SRC = re.findall(regex, TEXT, flags=re.IGNORECASE|re.MULTILINE)
如何在第一次出现SRC[i]
的第一个字符和下一个出现的第一个字符SRC[i+1]
之间获取文本,依此类推?无法找到任何直截了当的满意答案......
更多信息编辑:
pattern = 'process \d{7}\-\d{2}\.\d{4}\.\d+\.\d{2}\.\d{4}'
sample_input = "Process 1234567-89.1234.12431242.12.1234 - text title and long text description with no assured pattern Process 2234567-89.1234.12431242.12.1234 : chars and more text Process 3234567-89.1234.12431242.12.1234 - more text process 3234567-89.1234.12431242.12.1234 (...)"
sample_output[0] = "Process 1234567-89.1234.12431242.12.1234 - text title and long text description with no assured pattern "
sample_output[1] = "Process 2234567-89.1234.12431242.12.1234 : chars and more text "
sample_output[2] = "Process 3234567-89.1234.12431242.12.1234 - more text "
sample_output[3] = "process 3234567-89.1234.12431242.12.1234 "
答案 0 :(得分:1)
假设您有一个字符串some_str = 'abcARelevant_SubstringAcba'
,并且您希望字符串位于第一个A
和第二个A
之间;即期望的输出是'Relevant_Substring'
。
您可以使用以下行找到A
中some_str
出现次数的索引:
inds = [a.start() for a in re.finditer('A', some_str)]
现在inds = [3, 22]
。
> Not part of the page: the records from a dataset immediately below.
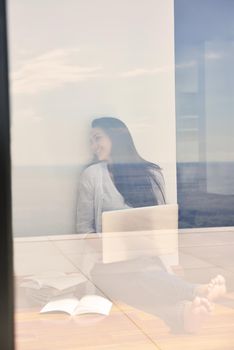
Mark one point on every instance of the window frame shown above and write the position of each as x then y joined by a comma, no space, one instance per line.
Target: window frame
6,239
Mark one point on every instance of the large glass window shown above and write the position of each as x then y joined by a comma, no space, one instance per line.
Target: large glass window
204,52
122,162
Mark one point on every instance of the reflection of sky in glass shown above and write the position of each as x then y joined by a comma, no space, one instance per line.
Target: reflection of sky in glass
70,62
205,84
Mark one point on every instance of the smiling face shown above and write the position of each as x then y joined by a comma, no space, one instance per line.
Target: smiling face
100,144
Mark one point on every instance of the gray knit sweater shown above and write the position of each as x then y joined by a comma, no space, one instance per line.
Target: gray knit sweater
97,193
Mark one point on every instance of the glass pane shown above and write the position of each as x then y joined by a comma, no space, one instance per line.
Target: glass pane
204,99
95,129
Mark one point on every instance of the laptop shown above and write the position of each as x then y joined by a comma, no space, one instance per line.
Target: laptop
138,232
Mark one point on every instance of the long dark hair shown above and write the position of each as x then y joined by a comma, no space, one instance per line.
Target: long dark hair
132,175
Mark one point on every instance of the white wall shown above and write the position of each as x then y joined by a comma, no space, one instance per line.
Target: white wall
86,59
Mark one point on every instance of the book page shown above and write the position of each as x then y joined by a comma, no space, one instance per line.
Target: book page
94,304
59,282
67,305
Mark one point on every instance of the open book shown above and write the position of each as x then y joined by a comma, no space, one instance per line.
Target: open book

现在some_str[inds[0]+1:inds[1]
将包含'Relevant_Substring'
。
这应该可以扩展到您的问题。
编辑:这是一个具体的例子。
假设您有一个包含以下文本的文件“file.txt”:
Stuff I don't want.
0
Stuff I do want.
1
More stuff I don't want.
您想要使用所有数字(0-9)作为分隔符。因此,上面的0
和1
都将充当分隔符。请尝试以下代码:
import re
with open("file.txt", "r") as file:
data = file.read()
patt = re.compile('[0-9]')
inds = [a.start() for a in re.finditer(patt, data)]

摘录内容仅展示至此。